So the Tallest Man on Earth is Kristian Matsson, a Swedish folksinger with a great guitar picking style and a deep powerful gritty voice.  He plays three songs in this set.  “I Won’t Be Found” has wonderful fast guitar picking that contrasts wonderfully with his simple singing melody.  It’s a great song.  As is “The Gardener” which sounds very different.  This one is largely strummed–a bouncy, jaunty strum. It seems to contain the origin of his unusual stage name (or perhaps it just a fun allusion to it).

“Pistol Dreams” has more great finger picking (and reminds me a little of Richard Thompson).  It’s a sweet song, and his gruff voice once again provides excellent contrast.

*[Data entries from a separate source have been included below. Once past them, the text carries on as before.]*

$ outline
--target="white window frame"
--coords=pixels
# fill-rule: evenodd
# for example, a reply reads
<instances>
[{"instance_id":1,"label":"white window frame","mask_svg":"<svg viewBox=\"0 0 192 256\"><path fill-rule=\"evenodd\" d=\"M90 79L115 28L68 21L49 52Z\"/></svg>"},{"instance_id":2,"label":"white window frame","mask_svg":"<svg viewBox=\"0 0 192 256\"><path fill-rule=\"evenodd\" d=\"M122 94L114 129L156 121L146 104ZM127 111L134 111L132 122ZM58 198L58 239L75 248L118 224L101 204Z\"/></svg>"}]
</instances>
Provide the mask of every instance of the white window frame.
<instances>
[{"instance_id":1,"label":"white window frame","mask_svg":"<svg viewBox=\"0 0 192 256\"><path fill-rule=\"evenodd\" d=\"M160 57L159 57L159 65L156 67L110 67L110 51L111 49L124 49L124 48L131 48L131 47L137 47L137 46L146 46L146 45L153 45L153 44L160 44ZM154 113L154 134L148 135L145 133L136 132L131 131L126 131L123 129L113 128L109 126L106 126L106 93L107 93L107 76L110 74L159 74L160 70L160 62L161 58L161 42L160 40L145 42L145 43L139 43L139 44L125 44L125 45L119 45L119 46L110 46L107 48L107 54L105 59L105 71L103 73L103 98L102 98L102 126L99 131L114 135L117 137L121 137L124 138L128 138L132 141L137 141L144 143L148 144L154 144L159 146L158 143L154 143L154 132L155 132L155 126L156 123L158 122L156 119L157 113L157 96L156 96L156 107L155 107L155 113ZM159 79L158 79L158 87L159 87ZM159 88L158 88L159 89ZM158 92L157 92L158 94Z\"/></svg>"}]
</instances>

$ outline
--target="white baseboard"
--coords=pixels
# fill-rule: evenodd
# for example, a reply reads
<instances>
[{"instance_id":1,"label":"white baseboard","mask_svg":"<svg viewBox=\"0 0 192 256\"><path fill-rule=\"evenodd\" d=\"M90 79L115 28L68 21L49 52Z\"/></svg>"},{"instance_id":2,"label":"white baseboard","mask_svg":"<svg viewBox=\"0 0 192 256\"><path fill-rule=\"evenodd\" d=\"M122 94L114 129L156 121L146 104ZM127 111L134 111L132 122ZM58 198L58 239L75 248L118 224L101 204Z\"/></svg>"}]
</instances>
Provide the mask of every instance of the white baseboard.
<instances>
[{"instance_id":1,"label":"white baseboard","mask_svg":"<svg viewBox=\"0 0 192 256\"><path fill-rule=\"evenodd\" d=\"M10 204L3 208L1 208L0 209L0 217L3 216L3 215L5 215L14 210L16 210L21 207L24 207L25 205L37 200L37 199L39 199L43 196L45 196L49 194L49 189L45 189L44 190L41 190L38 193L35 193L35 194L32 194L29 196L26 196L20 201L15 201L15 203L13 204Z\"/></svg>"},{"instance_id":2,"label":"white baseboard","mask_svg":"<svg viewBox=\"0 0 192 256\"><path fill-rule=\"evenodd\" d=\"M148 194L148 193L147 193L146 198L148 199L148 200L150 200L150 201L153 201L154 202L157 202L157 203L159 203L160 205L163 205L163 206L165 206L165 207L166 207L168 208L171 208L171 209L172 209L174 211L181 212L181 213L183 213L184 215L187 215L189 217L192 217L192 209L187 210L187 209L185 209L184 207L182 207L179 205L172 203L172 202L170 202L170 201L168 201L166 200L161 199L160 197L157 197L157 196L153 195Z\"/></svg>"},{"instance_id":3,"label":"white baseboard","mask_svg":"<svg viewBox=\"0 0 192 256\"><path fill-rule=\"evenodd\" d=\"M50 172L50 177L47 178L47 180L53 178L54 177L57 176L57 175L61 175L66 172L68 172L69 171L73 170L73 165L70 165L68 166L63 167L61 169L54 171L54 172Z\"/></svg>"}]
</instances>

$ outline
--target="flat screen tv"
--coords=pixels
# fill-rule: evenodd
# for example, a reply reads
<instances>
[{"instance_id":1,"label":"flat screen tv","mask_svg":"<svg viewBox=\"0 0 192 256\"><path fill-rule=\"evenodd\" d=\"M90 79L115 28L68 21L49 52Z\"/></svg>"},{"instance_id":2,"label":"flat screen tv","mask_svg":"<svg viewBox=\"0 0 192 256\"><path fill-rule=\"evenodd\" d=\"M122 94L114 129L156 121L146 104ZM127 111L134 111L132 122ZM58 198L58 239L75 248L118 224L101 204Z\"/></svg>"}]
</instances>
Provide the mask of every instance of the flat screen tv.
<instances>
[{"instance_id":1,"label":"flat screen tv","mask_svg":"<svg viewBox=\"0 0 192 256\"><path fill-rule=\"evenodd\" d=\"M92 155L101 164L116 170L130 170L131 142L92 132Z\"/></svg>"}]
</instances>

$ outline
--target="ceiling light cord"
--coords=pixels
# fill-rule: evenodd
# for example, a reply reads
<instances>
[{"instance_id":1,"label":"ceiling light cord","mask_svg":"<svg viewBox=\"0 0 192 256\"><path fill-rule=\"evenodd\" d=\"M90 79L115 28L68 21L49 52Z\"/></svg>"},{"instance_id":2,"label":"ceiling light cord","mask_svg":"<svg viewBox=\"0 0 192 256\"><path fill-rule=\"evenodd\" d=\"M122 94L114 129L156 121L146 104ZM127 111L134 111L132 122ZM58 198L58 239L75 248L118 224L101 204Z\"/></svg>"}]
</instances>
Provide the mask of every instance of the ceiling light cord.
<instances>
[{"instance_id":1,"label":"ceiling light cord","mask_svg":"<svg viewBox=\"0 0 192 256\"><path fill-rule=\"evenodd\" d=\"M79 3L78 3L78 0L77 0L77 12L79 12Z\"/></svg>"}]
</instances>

I hope to hear more from The Tallest Man on Earth.  Check it out.

READ: “Find the Bad Guy”

This story was surprisingly dark (I don’t think of Eugenides as quite so dark).  It starts out with the narrator talking about the house that he and his wife have owned for 12 years.  And yet they still haven’t gotten the smell of the previous owners completely out of it.  (There’s a nice payoff to this idea later in the story).

But that’s not the point.  The point is that he has recently been kicked out of his house—given a restraining order, in fact.  But since he knows the plans of his house he knows that he can stand right where he is—just inside the front fence—and know that he’s not too close.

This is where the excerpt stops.